I have been trying to understand the purpose of the below env in term of a problem that we are facing in our system.


We have a system with client A wanting to connect a standalone Cockroachdb server’s B via HaProxy.

A <—> haproxy <—> B

Now every now and then we happened to see “Broken Pipe” error.

Now, all that I know about COCKROACH_SQL_TCP_KEEP_ALIVE is set to send TCP keepalive request every 60 sec.

Also, we have used HAProxy settings mention in Cockroachdb guide

# TCP keep-alive on Client side. Server already enables them.
    option              clitcpka

With the following option, I’m assuming the Client and HAProxy connection would be Keepalive enable.

At last, I want to understand does

option srvtcpka

would actually help.

TCP keep-alive is purely to ensure the TCP connection remains active as long as both the client and server expect it to. It says nothing about the application-layer connection.

In SQL protocols, including the postgres wire protocol used with CockroachDB, a SQL connection can be very short lived, or can live for days/weeks/months depending on the application and the driver.

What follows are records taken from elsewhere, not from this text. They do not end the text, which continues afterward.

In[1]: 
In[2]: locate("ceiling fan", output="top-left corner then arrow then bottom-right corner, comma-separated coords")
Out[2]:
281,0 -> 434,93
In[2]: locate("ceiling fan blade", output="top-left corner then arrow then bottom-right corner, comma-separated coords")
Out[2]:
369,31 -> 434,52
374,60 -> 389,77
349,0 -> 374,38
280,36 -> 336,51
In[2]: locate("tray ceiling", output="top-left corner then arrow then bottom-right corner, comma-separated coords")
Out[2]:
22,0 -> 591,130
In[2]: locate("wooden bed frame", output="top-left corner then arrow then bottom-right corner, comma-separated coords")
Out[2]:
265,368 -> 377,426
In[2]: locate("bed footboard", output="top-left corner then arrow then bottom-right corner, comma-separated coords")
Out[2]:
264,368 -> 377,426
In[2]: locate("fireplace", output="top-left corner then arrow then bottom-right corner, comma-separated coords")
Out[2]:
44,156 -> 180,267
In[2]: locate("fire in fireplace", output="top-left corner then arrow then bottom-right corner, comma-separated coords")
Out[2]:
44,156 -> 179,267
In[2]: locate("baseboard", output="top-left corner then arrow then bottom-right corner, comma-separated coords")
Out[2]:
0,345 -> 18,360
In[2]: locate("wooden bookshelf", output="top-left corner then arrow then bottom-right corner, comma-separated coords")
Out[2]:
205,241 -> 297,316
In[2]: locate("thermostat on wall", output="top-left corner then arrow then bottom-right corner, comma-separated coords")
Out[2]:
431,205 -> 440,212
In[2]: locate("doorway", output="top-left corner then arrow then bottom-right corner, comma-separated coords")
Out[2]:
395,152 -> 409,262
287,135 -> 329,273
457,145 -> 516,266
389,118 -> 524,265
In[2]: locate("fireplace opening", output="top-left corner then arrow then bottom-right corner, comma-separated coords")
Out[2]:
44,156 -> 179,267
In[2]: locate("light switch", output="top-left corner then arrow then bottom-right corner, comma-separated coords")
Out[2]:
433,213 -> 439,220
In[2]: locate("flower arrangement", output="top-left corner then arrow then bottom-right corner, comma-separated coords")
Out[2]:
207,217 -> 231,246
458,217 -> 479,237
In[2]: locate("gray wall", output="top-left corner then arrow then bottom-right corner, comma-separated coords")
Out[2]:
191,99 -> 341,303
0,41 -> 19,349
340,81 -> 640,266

If you send a query once a day from the same client (a single program that remains alive the whole time), your postgres driver may attempt to cache the connection. However, since no data is flowing through it, haproxy will close the connection after 1 minute.

TCP keep-alives are at a much lower level: as long as both the client and server (your client and haproxy, or haproxy and a CockroachDB node) haven’t closed the connection, the keep-alive will make sure the connection is not considered dead by intermediate networking. It will also let the two parties know if the other one dropped off the map without explicit connection termination.

To summarize: using TCP keep-alive is a good idea given the many aggressive firewalls/load balancers/intermediates out there.
Client timeouts should be set based on the profile of your application.